Viet Nam’s Social Security Reform Looks To The Future
By 2030 the number of people above 65 with a contributory pension is projected to be less than two million leaving around ten million without a pension.
Viet Nam is one of the fastest aging societies in the world. Rising longevity and declining fertility have combined to swell the number of older persons needing care and reduce the number of workers supporting them. While in 2015 there were about six working-age adults for one older person above 60 years, in 2055 it will only be two workingage adults per older person. This means that tomorrow’s so-called “sandwich generation” will face an increased burden of caring for three generations. In the absence of pensions, the responsibilities of society are also heavier. Ensuring universal protection in old-age is hence not only beneficial for older persons, but also for families.
Currently the coverage of social insurance in Viet Nam is merely 27% of the labour force. By 2030 the number of people above 65 with a contributory pension is projected to be less than two million leaving around ten million without a pension.
In May 2018, Resolution 28-NQ/TW on MPSIR was approved, representing a breakthrough on social policy in Viet Nam.
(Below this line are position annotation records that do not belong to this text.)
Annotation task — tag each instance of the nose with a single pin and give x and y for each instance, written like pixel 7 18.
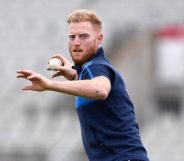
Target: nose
pixel 76 41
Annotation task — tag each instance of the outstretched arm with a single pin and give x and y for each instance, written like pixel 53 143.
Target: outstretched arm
pixel 97 88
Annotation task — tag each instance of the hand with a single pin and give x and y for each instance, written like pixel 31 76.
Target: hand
pixel 39 82
pixel 64 70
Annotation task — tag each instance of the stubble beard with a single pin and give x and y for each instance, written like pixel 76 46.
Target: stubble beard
pixel 86 56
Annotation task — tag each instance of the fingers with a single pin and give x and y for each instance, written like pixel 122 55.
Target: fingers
pixel 27 88
pixel 57 74
pixel 23 73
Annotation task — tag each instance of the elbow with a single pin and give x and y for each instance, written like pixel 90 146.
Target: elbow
pixel 102 94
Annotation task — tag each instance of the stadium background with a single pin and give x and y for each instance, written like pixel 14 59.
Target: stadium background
pixel 139 42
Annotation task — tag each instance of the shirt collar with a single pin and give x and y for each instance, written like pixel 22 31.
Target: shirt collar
pixel 99 53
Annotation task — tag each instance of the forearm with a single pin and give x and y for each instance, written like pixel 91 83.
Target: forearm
pixel 83 88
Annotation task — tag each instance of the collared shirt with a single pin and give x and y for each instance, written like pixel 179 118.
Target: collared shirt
pixel 108 127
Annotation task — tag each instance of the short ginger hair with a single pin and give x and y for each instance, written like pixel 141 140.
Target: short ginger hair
pixel 82 15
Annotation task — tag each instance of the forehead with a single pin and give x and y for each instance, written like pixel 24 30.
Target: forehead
pixel 81 27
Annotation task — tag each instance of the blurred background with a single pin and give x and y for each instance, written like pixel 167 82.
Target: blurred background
pixel 144 40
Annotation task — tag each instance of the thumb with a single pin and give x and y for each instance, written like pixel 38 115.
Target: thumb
pixel 27 88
MPSIR brings Viet Nam closer to the most advanced economies in the world in regard to social security policies, particularly through its focus on comprehensive and integrated approaches to address contemporary social security challenges. ILO contributed to shaping the MPSIR by assessing the current social security system, recommending possible options for the reform through technical papers, and supporting policy dialogues with workers, employers and other stakeholders.
The resolution also established the goal of universal social protection coverage, aligning Viet Nam’s policies with international commitments and obligations such as the right to social security in the International Covenant on Economic, Social and Cultural Rights, the ILO Recommendation on Social Protection Floors (R202) and the UN 2030 Sustainable Development Agenda. The decision to reach universal coverage through both contributory (social insurance) and non-contributory (tax funded) benefit sets Viet Nam on a similar path to neighbouring countries with universal coverage such as Japan, South Korea, China or Thailand.
Proposed incremental reforms such as the gradual increase in retirement age, equalizing the qualifying ages for men and women for retirement age and old-age benefits, and aligning replacement rates to international levels will all contribute to ensuring the long-term financial sustainability of the system. These are essential elements of the reform to guarantee that the system respects and furthers the rights being acquired today.